Halloween, as a franchise, follows a fairly simple formula. Michael Myers is pretty much existing for the sole purpose of trimming his family tree. Almost every sequel sees him go after a sibling, or a niece or nephew.
It’s well known that the angle of Laurie being Michael’s sister was not introduced until late into the second feature, although some people do attribute it to the first. John Carpenter himself wrote the script, but isn’t terribly proud of the decision and admitted that it was mostly due to his own drunkenness during the screenwriting process. The original leaves things much more ambiguous and that’s why it works. We don’t know why Michael is targeting Laurie. There could be some deeper connection, it could be the fact that she vaguely looks like and reminds him of his sister, Judith. Or it could be that when she comes to the door of the Myers house, he simply targets the first girl he lays eyes on. That scene sets up most of the movie. People forget how important it is. It’s the precise moment when the shape’s stalking of Laurie Strode begins, and he doesn’t let up until the end of the film. And even then, it’s left wide open.
There are so many different ways to read it. Michael could even be a phantom embodying and personifying Laurie’s own sexual repression. He is her dormant, sexually aggressive side, with knife in place of phallus. You can go deep, or you can stay strictly on the surface, and still the possibilities are endless. Halloween is a very broad film. We don’t even know exactly what happened to Michael Myers to make him the way he is, if anything. It’s so simplistically effective that it’s kind of genius. Even in its openness, everything about it just works.
This makes the sequels a bit of a problem. Now, while Halloween may be my favorite horror film, I don’t hold it on such a pedestal that I don’t consider the franchise. I do enjoy the Halloween series as a whole. There’s something in each and every one that I enjoy. Some of them I even flat-out love. Halloween II, despite causing most of the problems we’re looking at here, is a superbly crafted sequel. Halloween III is a one of the best horror movies about the holiday, whether it continues the original story or not. Halloween 4 is underrated and was the best way to bring back Michael Myers as a supernatural force, and Halloween H20 is an excellent character piece that really brings things full circle. Yet all of them suffer the same problem. Even if they make the family angle work for their own purposes, they’re technically contradicting the original feature.
And that can work, in some ways. If you acknowledge that Michael was after Laurie in the original and she simply didn’t know it, then the story itself works fine. The story level of the whole franchise is relatively intact. This franchise devotes even more care to continuity than most series. It only starts to falter on an analytical level.

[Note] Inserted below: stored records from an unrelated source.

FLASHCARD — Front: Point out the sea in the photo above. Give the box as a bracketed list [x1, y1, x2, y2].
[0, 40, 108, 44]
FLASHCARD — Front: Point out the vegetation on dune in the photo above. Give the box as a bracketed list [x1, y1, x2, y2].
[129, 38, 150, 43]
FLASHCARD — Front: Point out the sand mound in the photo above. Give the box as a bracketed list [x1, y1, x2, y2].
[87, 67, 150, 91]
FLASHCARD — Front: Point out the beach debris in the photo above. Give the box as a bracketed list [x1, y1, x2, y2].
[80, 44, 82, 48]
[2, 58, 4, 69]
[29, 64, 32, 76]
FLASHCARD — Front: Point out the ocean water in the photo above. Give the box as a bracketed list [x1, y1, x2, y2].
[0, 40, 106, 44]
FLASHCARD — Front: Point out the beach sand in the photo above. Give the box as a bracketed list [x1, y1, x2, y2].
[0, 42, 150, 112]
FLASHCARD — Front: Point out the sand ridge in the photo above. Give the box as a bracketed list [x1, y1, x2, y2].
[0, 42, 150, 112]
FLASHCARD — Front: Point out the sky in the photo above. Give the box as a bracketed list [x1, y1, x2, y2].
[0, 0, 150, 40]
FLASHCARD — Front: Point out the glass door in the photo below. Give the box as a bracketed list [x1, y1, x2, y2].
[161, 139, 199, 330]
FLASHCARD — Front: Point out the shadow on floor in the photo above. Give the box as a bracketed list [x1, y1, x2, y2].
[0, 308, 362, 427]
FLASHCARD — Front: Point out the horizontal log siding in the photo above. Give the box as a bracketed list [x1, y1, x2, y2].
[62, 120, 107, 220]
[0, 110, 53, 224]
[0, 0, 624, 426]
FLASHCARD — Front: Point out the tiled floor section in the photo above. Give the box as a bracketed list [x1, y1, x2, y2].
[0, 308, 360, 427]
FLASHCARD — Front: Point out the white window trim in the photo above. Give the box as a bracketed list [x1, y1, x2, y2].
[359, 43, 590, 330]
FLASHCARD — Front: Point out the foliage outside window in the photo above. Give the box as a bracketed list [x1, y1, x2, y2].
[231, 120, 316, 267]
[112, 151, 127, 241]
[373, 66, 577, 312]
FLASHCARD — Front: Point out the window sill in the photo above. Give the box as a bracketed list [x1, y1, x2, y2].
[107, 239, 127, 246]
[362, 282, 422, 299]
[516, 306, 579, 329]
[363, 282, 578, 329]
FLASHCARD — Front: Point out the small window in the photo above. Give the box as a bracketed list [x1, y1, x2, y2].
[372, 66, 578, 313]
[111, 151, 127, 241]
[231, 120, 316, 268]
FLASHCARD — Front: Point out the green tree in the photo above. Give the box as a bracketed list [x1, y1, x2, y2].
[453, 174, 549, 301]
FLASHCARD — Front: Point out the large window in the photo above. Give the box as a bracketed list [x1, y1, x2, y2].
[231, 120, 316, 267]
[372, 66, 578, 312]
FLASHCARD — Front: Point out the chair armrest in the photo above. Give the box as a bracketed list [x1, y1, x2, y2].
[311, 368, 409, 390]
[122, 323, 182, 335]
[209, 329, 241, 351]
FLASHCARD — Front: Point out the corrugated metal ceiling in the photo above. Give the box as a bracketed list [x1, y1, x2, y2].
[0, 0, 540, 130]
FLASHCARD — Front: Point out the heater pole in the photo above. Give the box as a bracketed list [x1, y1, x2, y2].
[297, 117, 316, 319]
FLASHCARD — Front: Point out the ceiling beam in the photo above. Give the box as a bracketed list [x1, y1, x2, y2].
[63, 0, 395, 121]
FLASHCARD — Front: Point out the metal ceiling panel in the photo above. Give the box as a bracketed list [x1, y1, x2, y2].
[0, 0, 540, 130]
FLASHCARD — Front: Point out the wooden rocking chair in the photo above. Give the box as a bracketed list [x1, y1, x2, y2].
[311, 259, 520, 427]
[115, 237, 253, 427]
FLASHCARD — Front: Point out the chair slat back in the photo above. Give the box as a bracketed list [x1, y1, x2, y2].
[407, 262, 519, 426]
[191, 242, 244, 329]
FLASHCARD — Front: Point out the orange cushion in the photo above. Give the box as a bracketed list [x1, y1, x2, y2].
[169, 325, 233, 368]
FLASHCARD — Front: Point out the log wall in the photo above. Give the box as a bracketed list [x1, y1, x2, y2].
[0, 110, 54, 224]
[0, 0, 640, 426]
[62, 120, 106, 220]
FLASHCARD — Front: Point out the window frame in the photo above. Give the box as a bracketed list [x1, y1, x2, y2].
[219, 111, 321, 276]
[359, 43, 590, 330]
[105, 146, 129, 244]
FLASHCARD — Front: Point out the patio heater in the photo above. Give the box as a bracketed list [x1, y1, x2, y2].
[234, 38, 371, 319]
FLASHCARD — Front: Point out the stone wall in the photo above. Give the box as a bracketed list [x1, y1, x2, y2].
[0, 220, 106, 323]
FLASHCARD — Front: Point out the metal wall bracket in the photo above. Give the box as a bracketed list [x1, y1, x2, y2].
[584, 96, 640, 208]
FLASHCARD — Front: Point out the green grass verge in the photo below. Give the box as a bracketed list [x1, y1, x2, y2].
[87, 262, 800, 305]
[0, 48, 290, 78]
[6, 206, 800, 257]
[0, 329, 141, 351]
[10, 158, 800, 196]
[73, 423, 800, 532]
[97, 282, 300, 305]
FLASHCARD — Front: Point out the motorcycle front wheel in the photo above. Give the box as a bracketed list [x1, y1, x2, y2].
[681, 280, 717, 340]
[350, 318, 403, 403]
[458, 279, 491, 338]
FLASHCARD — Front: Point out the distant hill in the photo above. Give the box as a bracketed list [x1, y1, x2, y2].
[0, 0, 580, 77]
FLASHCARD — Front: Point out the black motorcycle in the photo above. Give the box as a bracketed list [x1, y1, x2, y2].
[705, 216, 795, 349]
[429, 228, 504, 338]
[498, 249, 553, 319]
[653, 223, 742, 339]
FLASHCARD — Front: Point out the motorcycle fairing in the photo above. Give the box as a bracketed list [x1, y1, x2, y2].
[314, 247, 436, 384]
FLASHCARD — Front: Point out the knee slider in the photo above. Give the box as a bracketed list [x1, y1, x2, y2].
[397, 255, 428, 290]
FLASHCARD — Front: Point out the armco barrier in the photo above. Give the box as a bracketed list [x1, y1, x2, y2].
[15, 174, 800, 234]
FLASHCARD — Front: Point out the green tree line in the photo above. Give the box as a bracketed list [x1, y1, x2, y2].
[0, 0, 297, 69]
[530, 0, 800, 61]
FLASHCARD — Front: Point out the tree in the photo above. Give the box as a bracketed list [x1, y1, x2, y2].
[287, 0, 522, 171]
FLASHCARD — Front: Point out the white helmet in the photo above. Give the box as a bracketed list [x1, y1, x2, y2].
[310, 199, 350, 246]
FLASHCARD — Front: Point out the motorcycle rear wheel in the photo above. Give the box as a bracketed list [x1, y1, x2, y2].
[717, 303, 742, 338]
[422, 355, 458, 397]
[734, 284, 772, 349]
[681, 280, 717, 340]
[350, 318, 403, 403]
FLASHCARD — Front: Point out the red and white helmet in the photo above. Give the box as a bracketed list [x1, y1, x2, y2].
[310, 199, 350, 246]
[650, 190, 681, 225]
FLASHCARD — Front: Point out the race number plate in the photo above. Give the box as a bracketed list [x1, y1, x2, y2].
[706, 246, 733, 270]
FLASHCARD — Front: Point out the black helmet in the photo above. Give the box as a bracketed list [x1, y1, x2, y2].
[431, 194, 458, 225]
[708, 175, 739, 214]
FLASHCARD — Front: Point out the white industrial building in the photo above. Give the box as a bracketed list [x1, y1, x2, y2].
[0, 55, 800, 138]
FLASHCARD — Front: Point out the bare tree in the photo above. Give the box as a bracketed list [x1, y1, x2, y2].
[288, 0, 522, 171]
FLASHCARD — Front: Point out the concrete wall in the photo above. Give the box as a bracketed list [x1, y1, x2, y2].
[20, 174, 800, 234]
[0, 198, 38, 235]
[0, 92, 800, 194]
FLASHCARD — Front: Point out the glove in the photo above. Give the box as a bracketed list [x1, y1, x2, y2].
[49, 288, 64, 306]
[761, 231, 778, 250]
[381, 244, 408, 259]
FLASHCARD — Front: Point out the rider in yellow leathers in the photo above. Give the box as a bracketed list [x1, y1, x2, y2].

Analyzing the original Halloween, one really needs to just study that film in particular, shedding aside the family angle, which is awkward because it’s something that we as the collective viewing audience are all so familiar with.
But there’s a much simpler problem with the family mythology that was introduced in the Halloween sequels: it makes Michael less scary. In the first, there is no method to his madness. It takes expert strides to trick the audience into thinking that he could be anywhere, as set up by the excellent ending montage. The monster isn’t killed at the end, leaving the audience feeling like he could even be waiting for them in their car when they leave the theater. Yet, in the sequels, he is specifically targeting his family members. That’s the number one problem. All of a sudden, things aren’t random anymore. There’s no sense of unpredictability to him. And there’s just less of a scare factor, because there’s a pretty good chance no one who went to see those sequels was actually related to Michael Myers. So while he may be a scary man, the movie is already telling you not to be afraid.
It almost begins to feel like the sequels were made to make up for how scary the original was, as if calming down a frightened child. Left shaking by the first, the sequels take us by the shoulders and say, “Listen, I know he’s scary, but it’s okay because he only goes after these specific people. He’d never go after you.”
The Michael Myers of the original flows into the sequels nicely, I’ll admit. And I won’t pretend they don’t have their scary or at least unnerving moments. But the shape is a blank, emotionless force in that first feature. The white mask is an empty slate on which you can project your worst fears. A mirror for your own bad dreams. By explaining him away, little by little, that’s taken away from the audience. As the series progressed—and this evolution is especially clear when looking at Carpenter’s and Zombie’s films side by side—we shed the idea of the boogeyman until, ultimately, all we’re left with is a man.